The latest reforms, which come on the heels of a host of other austerity measures imposed by the government, help "change the direction of Spain," she said. Spain in recent weeks has also taken steps to force savings banks bulging with property loans gone bad to boost their financial viability.
Investors have cheered the new government measures, sending Spanish stocks higher in recent weeks and lowering the cost for the government to issue debt.
But the government also announced this week that the number of people in Spain filing claims for unemployment benefits rose to a record 4.23 million last month as the country struggles to overcome recession. It said the total increased by 130,930 compared with December for a rise of 3.2 percent.
The government said last week the unemployment rate had surpassed 20.3 percent, a eurzone high. Joblessness is much higher in Spain for young adults.
The actual number of unemployed as of the end of 2010 is nearly 4.7 million. That's different from the claims number because jobless benefits have expired for many people.
Both Merkel and Zapatero warned that more financial reforms are needed to ensure that the 17-nation eurozone survives.
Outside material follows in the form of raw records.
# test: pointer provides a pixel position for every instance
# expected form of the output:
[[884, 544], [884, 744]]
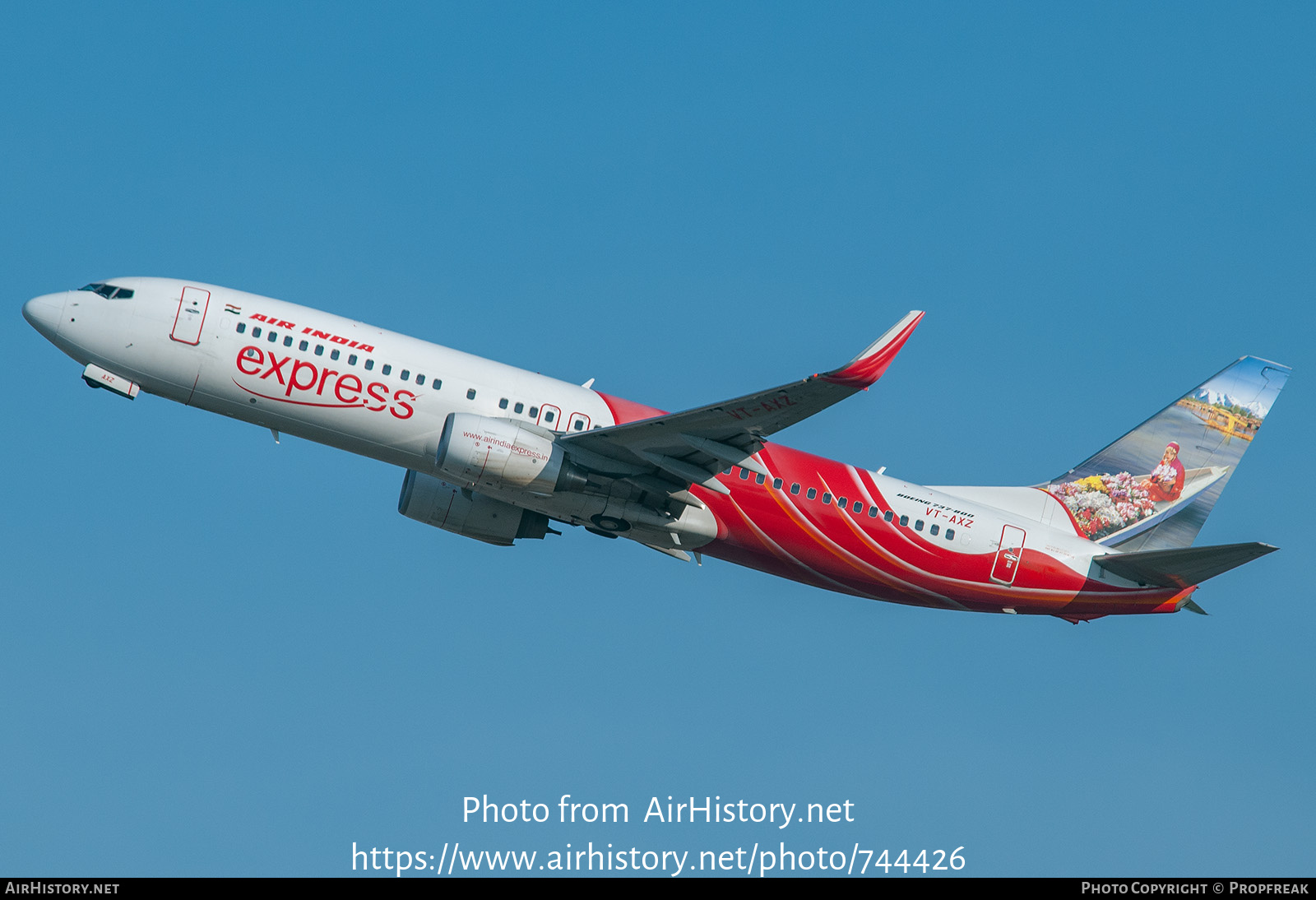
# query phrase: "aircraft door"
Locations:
[[550, 417], [191, 316], [1007, 557]]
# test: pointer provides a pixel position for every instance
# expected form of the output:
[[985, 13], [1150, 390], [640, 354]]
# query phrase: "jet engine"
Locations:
[[445, 505], [506, 456]]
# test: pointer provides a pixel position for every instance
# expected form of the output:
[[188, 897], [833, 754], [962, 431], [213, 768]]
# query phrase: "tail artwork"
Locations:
[[1155, 487]]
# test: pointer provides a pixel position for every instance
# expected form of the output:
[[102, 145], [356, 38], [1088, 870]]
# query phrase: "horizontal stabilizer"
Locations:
[[1184, 566]]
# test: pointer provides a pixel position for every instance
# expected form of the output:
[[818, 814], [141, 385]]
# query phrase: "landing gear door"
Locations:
[[191, 316], [1008, 555]]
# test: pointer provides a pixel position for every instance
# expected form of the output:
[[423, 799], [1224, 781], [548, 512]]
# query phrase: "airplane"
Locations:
[[498, 454]]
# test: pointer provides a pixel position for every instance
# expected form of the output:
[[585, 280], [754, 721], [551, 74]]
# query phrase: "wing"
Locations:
[[669, 452]]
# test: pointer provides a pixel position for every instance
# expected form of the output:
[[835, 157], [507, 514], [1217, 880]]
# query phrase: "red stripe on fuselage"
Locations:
[[836, 549]]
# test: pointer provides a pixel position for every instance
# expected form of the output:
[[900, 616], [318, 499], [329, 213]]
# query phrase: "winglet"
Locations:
[[870, 364]]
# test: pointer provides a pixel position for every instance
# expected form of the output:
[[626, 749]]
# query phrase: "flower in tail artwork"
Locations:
[[1168, 472]]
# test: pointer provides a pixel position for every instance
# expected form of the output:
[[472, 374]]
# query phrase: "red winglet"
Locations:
[[870, 364]]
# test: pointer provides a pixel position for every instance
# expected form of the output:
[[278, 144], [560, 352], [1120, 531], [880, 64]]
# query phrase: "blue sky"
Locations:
[[220, 656]]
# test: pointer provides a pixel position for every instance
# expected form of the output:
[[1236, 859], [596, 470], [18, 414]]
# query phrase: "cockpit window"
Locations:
[[109, 291]]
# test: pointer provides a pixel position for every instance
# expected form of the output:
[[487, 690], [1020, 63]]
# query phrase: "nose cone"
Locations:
[[45, 312]]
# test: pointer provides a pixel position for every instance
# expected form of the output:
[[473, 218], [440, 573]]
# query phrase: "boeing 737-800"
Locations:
[[497, 452]]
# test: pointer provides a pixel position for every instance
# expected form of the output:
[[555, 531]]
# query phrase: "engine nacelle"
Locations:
[[445, 505], [502, 454]]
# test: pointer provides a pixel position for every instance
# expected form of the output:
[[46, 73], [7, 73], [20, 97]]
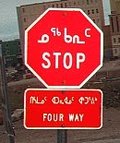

Zapatero said Spain supports the idea of a new pact proposed by Germany and France aimed at enhanced economic cooperation of eurozone nations to promote uniform rules on debt limits and taxes.
European leaders will meet Friday to discuss the pact, but Merkel said she did not believe it will be finalized until March.
The controversial pact proposal has been widely leaked to the media and includes demands for countries to introduce "debt brakes" into their national constitutions, align retirement ages with life expectancy and other demographic developments, get rid of automatic salary increases in line with inflation, and find a common basis for corporate taxation.
"They are necessary measures with one sole purpose: To strengthen European competitivity," Merkel said."We're doing it for the good of our citizens and to guarantee their well-being."
Added Zapatero: "We must become more competitive, and reforms are needed."